PAR means nothing to me as I don't understand what that means.
In simplest terms it is the light that plants use for photosynthesis which falls between 400 and 700 nanometers. To us it's visible light.
The units of PAR are defined as micromols/m2/second. So it is the number of photons in the 400-700nm range striking a surface over a square meter every second.
The higher the PAR of the light unit the more photons are emitted. If you take a measurement say two inches from the light then there are lots of photons however, as you move away from the light, or in our case deeper in to the aquarium, the photons become spread out this is known as the inverse square law.
If you have a higher PAR light unit you will effectively have more photons at a greater depth.
The more photons that strike the surface of a plant leaf every second the faster the rate of photosynthesis. If your plants do not receive enough photons of light such that their rate of photosynthesis exactly matches the rate of respiration the plant dies (photorespiration)
In most cases this is not a problem in our hobby. The problem in 90% of aquariums where plant growth is stunted and/or algae is induced is because of an EXCESS of light.

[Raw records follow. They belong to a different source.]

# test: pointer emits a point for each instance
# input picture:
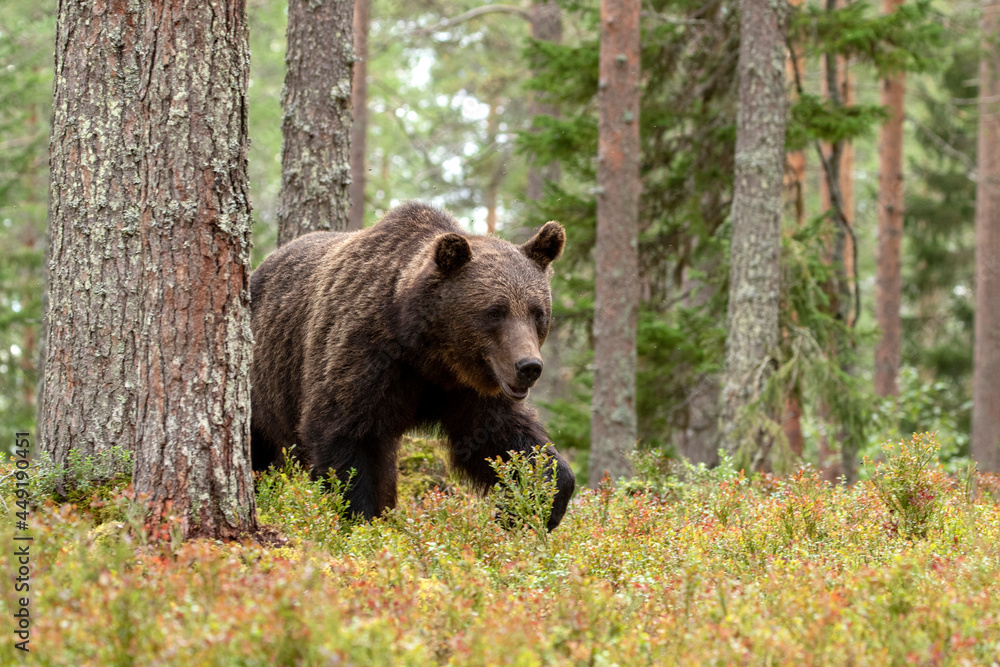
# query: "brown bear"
(361, 336)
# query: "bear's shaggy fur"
(362, 336)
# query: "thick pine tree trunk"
(194, 350)
(986, 373)
(616, 283)
(88, 390)
(546, 24)
(756, 218)
(888, 279)
(316, 126)
(359, 112)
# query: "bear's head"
(493, 307)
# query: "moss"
(422, 467)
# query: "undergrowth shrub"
(93, 483)
(910, 483)
(525, 489)
(301, 507)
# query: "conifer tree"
(616, 303)
(752, 321)
(316, 126)
(986, 374)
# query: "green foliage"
(687, 119)
(26, 38)
(905, 39)
(300, 507)
(908, 484)
(820, 119)
(725, 569)
(89, 482)
(525, 489)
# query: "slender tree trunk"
(838, 460)
(359, 112)
(193, 424)
(546, 24)
(698, 441)
(888, 279)
(496, 171)
(795, 177)
(986, 373)
(616, 284)
(88, 392)
(316, 126)
(756, 218)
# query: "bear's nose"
(528, 370)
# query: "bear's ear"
(451, 252)
(546, 245)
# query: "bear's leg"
(262, 451)
(482, 428)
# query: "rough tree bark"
(316, 123)
(986, 373)
(795, 178)
(194, 349)
(616, 283)
(359, 113)
(888, 279)
(546, 24)
(756, 218)
(88, 391)
(699, 440)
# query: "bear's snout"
(528, 371)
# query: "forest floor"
(681, 566)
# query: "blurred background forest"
(466, 113)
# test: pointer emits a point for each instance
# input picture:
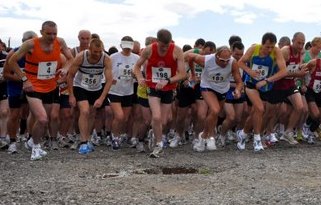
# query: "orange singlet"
(41, 67)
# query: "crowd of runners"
(158, 95)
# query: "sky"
(188, 20)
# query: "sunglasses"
(223, 60)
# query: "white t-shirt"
(122, 68)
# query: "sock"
(257, 137)
(23, 126)
(84, 142)
(314, 125)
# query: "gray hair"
(28, 35)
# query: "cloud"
(112, 19)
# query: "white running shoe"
(221, 140)
(175, 141)
(210, 144)
(257, 144)
(199, 145)
(156, 152)
(151, 139)
(241, 140)
(37, 153)
(289, 137)
(29, 144)
(12, 148)
(133, 142)
(140, 147)
(273, 138)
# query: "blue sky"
(213, 20)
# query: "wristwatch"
(24, 78)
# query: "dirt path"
(281, 175)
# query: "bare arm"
(237, 76)
(181, 72)
(143, 57)
(67, 53)
(281, 65)
(108, 76)
(21, 52)
(72, 72)
(8, 73)
(245, 59)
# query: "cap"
(127, 44)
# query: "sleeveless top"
(265, 65)
(315, 82)
(161, 67)
(214, 76)
(41, 67)
(14, 88)
(89, 76)
(292, 66)
(122, 67)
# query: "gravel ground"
(280, 175)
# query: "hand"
(161, 84)
(98, 103)
(141, 81)
(27, 86)
(236, 94)
(303, 89)
(261, 84)
(185, 83)
(255, 74)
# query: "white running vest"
(214, 76)
(89, 76)
(123, 74)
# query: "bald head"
(84, 37)
(28, 35)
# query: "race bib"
(317, 86)
(159, 73)
(217, 78)
(90, 80)
(198, 71)
(263, 71)
(126, 72)
(47, 70)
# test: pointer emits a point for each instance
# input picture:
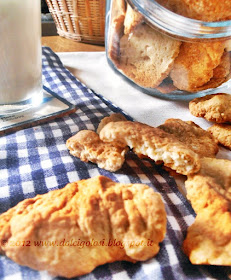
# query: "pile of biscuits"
(215, 108)
(153, 60)
(184, 148)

This drives the plants carbon requirement up and when carbon runs out the plant dies and algae takes over.
This is why I always say to try out your fixture first using slower growing plants more suited to lower co2 environments. If you want faster growth you simply buy a higher PAR rating of light and supplement co2.
Most experienced planted tank gurus (not me [emoji4]) will tell you that the best method for growing plants is lower light with additional co2 and fertilisers. Although there is definitely more than one method for growing aquarium plants, their basic requirements will always need to be met. It's always best to start with light because it can be manipulated very easily but the light will always define your systems capacity for growing submerged plants successfully.